Botany Bay Road, Edisto Island
A worthwhile detour off of Highway 17 in southern Charleston County (take SC 174 and follow the Edisto Island National Scenic Byway) is the Botany Bay Wildlife Management Area.
The 4,687 acre Botany Bay Plantation Wildlife Management Area (WMA) is located adjacent to the waters of the Atlantic Ocean in the northeast corner of Edisto Island in lower Charleston County, South Carolina. The area lies near the North Edisto River just south of the intensely developed resort islands of Kiawah and Seabrook and just north of the rapidly developing Edisto Beach area. The SC Department of Natural Resources acquired this property and opened it to the public in 2008.
The area’s location near the North Edisto River places it within the boundary of the ACE Basin Focus Area, one of the largest remaining relatively undeveloped wetland ecosystems along the Atlantic Coast. Botany Bay Plantation WMA with Botany Bay Island (under conservation easement with The Nature Conservancy) and Deveaux Bank form a core area of protected habitat in the eastern corner of the Focus Area.

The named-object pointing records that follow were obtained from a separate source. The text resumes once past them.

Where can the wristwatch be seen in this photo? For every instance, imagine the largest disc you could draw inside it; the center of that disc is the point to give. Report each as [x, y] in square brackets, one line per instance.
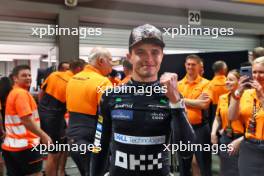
[179, 104]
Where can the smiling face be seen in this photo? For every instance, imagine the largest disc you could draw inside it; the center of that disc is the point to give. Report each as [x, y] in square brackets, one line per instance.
[23, 78]
[192, 67]
[258, 73]
[146, 59]
[231, 82]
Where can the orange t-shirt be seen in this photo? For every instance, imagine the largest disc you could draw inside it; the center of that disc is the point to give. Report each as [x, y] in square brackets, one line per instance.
[56, 83]
[19, 104]
[246, 112]
[125, 80]
[115, 81]
[216, 87]
[192, 90]
[222, 114]
[85, 89]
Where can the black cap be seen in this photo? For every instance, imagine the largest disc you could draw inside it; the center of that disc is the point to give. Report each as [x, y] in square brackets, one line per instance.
[146, 33]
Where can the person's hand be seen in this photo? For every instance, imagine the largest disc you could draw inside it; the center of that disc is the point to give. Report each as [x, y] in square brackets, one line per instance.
[204, 96]
[259, 89]
[2, 134]
[170, 80]
[243, 84]
[45, 139]
[235, 147]
[214, 139]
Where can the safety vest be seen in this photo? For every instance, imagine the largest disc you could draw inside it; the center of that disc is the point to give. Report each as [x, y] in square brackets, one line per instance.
[20, 104]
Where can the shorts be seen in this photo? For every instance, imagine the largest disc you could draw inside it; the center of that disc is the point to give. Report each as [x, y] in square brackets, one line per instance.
[51, 113]
[22, 163]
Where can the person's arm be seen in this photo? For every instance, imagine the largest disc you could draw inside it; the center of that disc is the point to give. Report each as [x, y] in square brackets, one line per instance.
[180, 126]
[2, 131]
[182, 131]
[31, 125]
[233, 109]
[215, 127]
[235, 146]
[99, 157]
[197, 103]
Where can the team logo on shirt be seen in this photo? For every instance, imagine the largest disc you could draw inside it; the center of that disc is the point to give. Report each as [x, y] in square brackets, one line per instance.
[122, 114]
[157, 116]
[138, 162]
[124, 105]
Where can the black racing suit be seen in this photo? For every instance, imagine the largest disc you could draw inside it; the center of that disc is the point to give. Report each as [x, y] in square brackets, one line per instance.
[138, 125]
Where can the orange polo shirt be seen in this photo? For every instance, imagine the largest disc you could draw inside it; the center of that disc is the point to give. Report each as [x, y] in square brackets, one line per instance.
[55, 84]
[192, 90]
[115, 81]
[125, 80]
[85, 89]
[20, 104]
[216, 87]
[222, 114]
[246, 111]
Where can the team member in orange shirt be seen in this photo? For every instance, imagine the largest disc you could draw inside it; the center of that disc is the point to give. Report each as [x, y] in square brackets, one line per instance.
[250, 110]
[191, 87]
[231, 131]
[52, 108]
[216, 87]
[128, 68]
[83, 95]
[22, 128]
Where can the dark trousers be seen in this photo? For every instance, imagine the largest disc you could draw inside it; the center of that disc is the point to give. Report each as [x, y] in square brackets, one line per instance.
[204, 158]
[81, 131]
[251, 159]
[229, 164]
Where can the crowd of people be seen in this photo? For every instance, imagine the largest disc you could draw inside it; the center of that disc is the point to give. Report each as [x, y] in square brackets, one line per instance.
[126, 129]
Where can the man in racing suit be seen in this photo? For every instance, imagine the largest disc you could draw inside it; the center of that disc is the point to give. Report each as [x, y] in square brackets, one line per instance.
[140, 116]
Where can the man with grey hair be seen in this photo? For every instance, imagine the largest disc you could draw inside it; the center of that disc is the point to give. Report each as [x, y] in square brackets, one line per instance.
[83, 94]
[216, 87]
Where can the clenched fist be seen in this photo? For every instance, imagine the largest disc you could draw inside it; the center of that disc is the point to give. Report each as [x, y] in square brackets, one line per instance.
[170, 80]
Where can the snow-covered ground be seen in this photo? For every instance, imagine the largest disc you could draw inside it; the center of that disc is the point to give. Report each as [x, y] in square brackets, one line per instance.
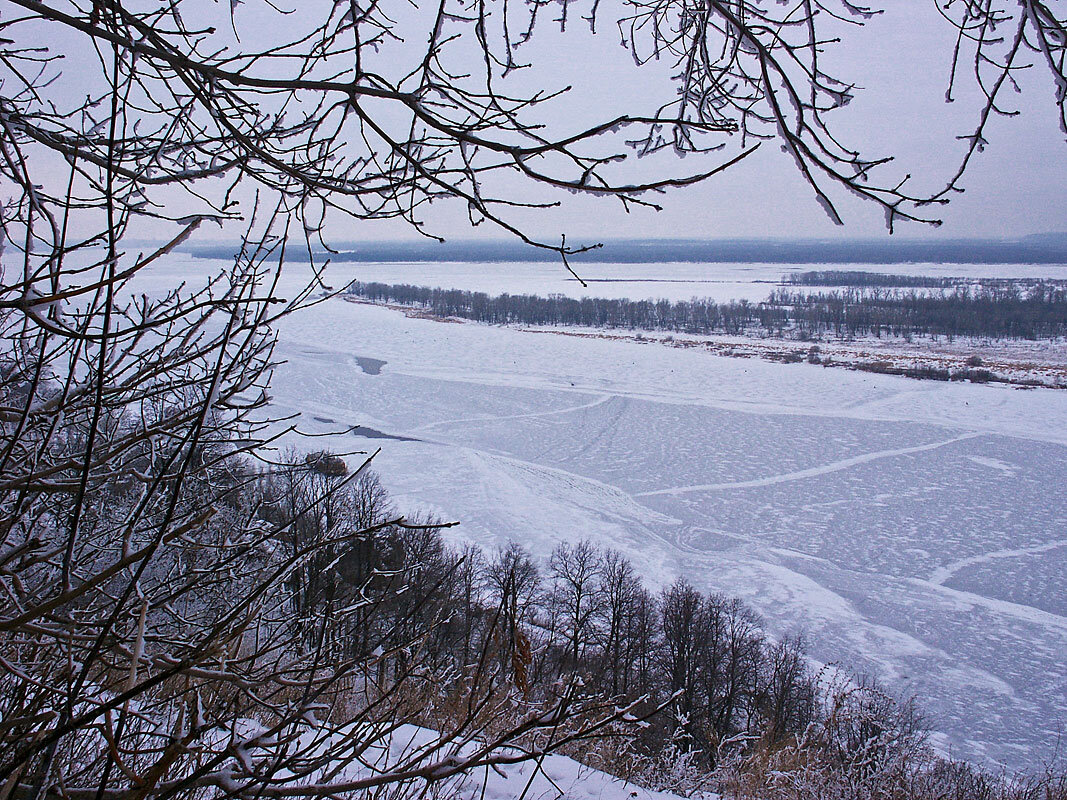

The biological features of Botany Bay Plantation WMA are characteristic of Sea Islands along the lower Southeast coast. The undeveloped coastal habitats of the management area are important to numerous wildlife species. The beach is utilized for nesting by the federally-threatened loggerhead sea turtle and the state-threatened least tern. The maritime forest and coastal scrub/shrub areas provide nesting and foraging habitat for neotropical songbirds including painted buntings and summer tanagers. The uplands support a wide diversity of wildlife. The tidal marshes and managed wetlands contain a variety of fish and shellfish resources and provide foraging habitat for numerous wildlife species.
The cultural resources on Botany Bay Plantation WMA are extremely significant. Cultural resource sites dating from as early as the Late Archaic Period through the 19th century are present. Several sites including the Fig Island Shell Rings, outbuildings from Bleak Hall Plantation and elements of the Alexander Bache U.S. Coast Survey Line are listed on the National Register of Historic Places.